A compulsion is something that you feel like you have to do to escape intense distress or prevent a feared outcome from occurring. Some compulsion might be visible but many of these compulsions are internal; mental. It’s the release valve that lets out the tension of an intrusive or obsessive thought and provides you with a temporary sense of control and safety. You don’t choose to do it because you enjoy it; you default to it because otherwise, you feel as though there’s no way out.
The OCD brain harps on intrusive thoughts like a dog with a bone, refusing to let go: I just cleaned that counter, but I just know there’s still bacteria on it. I can practically see it. That raw chicken we cut up yesterday is still there. I know it’s there. Reasoning with yourself doesn’t work, so you listen to that impulse to do something compulsive. The relief is temporary, but it’s real, so the behavior becomes a habit you often turn to when you’re faced with what you see as a contaminated counter.
Because compulsions become second nature, it can be hard to know if you’re doing a compulsion or simply coping with your OCD. If you’re not sure, compare your suspected compulsion to this checklist, paraphrased from the National Institute of Mental Health:
If you experience compulsions, be compassionate with yourself. Feeling like you are not able to resist them isn’t a sign of weakness — it’s a normal response to a natural neurological response.
Compulsions are a kind of negative psychological reinforcement, not entirely different from the coffee habit you’ve developed. You feel tired; you drink coffee; you feel less tired.

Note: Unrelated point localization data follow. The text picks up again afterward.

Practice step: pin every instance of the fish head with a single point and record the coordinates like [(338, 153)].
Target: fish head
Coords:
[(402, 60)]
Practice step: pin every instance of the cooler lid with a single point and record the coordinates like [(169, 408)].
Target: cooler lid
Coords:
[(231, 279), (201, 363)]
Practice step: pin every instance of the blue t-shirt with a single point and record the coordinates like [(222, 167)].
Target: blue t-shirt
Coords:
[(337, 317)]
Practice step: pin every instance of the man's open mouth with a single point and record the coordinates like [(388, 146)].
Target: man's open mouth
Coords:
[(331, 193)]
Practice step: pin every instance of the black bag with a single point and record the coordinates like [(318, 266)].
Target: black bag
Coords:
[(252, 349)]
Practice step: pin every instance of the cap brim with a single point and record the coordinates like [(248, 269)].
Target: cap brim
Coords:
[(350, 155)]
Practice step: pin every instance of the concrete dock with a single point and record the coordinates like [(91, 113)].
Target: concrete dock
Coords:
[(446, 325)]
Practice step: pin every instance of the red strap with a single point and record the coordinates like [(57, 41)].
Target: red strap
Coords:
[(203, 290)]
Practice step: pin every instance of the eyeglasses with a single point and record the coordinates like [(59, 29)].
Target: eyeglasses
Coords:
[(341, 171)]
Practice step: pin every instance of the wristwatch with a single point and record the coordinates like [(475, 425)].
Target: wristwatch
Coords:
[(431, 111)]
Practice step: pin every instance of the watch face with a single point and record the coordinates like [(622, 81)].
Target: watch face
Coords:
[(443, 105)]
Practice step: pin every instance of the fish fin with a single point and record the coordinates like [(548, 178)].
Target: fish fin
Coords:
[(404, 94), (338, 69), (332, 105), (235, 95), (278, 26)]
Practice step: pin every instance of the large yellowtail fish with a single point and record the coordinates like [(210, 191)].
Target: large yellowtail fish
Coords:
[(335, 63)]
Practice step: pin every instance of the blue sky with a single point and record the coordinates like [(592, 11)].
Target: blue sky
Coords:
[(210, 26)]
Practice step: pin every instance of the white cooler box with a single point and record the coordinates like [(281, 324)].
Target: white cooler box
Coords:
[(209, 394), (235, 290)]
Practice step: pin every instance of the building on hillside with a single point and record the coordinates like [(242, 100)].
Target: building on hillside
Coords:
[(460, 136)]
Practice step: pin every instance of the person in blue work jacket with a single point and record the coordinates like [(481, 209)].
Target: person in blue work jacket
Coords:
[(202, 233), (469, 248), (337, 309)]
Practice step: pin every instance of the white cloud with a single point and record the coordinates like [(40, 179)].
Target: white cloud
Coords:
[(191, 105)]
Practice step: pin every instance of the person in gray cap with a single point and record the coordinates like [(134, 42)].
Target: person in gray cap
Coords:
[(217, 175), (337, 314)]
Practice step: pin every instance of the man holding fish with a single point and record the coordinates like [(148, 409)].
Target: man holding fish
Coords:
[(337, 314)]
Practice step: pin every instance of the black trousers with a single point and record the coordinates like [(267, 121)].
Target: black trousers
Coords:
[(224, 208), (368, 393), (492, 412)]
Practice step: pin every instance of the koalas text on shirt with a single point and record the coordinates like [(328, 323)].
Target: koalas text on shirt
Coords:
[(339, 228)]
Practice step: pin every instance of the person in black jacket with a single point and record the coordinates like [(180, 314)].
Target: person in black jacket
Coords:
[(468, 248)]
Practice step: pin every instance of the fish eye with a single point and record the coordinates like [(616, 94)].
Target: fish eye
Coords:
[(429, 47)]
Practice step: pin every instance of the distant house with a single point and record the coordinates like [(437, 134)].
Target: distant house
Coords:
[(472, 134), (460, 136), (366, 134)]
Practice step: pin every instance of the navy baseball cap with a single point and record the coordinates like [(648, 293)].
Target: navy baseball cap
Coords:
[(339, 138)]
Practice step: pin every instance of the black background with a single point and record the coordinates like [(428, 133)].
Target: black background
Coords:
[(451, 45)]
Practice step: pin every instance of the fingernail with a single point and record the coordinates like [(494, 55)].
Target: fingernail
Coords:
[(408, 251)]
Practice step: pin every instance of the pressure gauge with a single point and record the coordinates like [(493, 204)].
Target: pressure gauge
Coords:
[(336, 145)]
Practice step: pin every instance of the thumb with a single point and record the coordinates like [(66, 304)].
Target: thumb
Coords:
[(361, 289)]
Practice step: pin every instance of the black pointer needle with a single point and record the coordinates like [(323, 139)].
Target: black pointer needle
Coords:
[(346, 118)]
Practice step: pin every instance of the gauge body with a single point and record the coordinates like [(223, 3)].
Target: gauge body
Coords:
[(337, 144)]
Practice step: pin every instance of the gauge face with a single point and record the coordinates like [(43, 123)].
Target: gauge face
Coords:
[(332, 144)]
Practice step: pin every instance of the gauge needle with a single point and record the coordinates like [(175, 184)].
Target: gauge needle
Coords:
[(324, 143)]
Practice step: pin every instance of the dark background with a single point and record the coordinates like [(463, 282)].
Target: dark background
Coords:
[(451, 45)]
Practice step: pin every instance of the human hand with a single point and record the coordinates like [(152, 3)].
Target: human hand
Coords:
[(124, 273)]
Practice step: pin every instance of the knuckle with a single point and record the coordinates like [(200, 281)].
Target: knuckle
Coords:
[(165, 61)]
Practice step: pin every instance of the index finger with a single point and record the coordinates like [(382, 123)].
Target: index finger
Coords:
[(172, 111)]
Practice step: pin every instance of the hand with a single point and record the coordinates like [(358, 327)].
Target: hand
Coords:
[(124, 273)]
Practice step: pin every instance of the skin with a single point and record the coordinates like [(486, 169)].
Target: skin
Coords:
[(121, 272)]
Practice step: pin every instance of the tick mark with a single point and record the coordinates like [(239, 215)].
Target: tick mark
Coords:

The next morning when you feel tired, you reach for the coffee, and you feel less tired again. You could choose to go to bed earlier and get more sleep so you’re better rested — or you could keep drinking coffee to pep yourself up.
The same mental process is responsible for the compulsion. You find yourself obsessing over an intrusive thought. You do something that relieves that thought, such as cleaning. You temporarily feel better. Your brain notices the reduction in anxiety from acting on that thought, and the next time you start obsessing over it, your mind tells you that the same compulsion will help. You do the compulsion; you feel better. This is the most difficult thing about a compulsion — it reinforces itself. To break the cycle, you need to convince your brain that there are other options and commit to resisting compulsions.
Compulsions are powerful. They feed on your brain’s natural desire for certainty, calm, and the illusion of control. You can choose to end the cycle of OCD, but may need the help of a qualified professional and the right treatment in order to do so.
The gold standard for OCD treatment is exposure and response prevention (ERP) therapy. ERP helps to break the cycle of obsession and compulsion by teaching you to better tolerate upsetting situations.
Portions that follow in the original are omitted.